Quantum theories have been applied to every discipline of the physical sciences because they take into consideration one very important aspect of a system, and that is group cooperation. This is especially important to biology because cells and molecules are not isolated from one another in the body. They act and react together in a way that supports the entire system.
A radical example of group cooperation can be found in what’s known as a Bose-Einstein condensate, or BEC. At extremely cold temperatures, gases and liquids act as a unified whole and change properties to become superconductors, meaning that they no longer offer any resistance to the flow of electricity, or superfluids where they loose all viscosity. The BEC is recognized as an ultimate state of coherence. In a series of papers from 1960-1980, physicist Herbert Frohlich proposed that cell membranes act similar to a BEC under certain conditions. He suggested that biological systems are far from equilibrium, meaning that they are in an active state and not balanced and inert. With the vast amounts of energy they have available, biological systems can exhibit non-linear behavior. With enough energy and focus, the entire system can jump to a state of coherence which then itself becomes a self-organized, ordered structure. Frohlich models used special molecules in the cell walls of living tissue called dipoles. He constantly supplied them with metabolic energy causing them to vibrate and found that these electric vibrations (from the dipoles) would couple to the acoustic vibrations that were inherent in the structure (sounds in the body like heartbeat and breath). The resulting entrainment process could be studied by using the mathematics of non-linear dynamics.

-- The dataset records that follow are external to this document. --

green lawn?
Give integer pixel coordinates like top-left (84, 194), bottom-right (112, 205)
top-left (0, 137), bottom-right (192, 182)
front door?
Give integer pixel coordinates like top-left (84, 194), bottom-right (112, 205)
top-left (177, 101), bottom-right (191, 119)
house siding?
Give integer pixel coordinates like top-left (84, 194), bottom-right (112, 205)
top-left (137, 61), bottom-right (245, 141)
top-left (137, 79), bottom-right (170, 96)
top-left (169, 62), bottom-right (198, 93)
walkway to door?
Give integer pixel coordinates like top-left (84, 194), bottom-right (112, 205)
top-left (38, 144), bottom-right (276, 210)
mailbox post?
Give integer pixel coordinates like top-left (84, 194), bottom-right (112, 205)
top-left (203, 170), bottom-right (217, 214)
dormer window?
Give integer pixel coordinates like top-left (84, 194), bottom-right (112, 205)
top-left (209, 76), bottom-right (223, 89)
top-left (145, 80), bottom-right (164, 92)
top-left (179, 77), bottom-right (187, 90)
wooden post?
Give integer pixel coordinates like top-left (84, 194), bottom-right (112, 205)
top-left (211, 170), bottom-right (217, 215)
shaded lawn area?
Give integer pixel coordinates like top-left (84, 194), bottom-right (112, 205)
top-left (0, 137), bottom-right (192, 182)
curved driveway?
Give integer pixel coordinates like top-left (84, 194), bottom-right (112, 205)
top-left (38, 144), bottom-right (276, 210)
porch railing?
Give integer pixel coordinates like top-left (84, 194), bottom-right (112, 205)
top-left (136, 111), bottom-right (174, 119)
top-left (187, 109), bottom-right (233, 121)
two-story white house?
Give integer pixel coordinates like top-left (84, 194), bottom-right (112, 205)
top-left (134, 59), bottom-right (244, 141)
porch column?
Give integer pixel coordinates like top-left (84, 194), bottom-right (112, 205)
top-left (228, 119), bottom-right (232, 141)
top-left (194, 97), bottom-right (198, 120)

This discovery could have only been conceived during the age of computers. Without them, the equations of non-linear dynamics were mostly unsolvable due to their extreme complexity. A sheet blowing in the wind is an example of a simple non-linear dynamic system. Its motion is varied, but it does have a finite range. Writing a mathematical equation that accurately demonstrates this motion is a formidable task. So ungainly are these equations that only in rare cases can they be solved for real numeric values. For this reason, most physicists, including early quantum physicists, chose to document their research in linear equations simply because they could be solved. With the advent of powerful computers, non-linear dynamics equations could finally be tackled. This development opened an entirely new window through which physicists could view the motion and workings of whole systems and what they saw stunned them. Instead of quantitative solutions, scientist now had qualitative solutions that more accurately described the system. They found a way to describe the erratic behavior that a system sometimes exhibits and defined it as “deterministic chaos.” This gave them tremendous insight into the workings of a living entity, which is an example of an infinitely complex non-linear dynamic system.
It’s interesting to note that the ability to solve non-linear dynamic equations greatly benefited three-dimensional computer modeling systems. This is one of the reasons that animation graphics look so wonderfully rich and realistic now.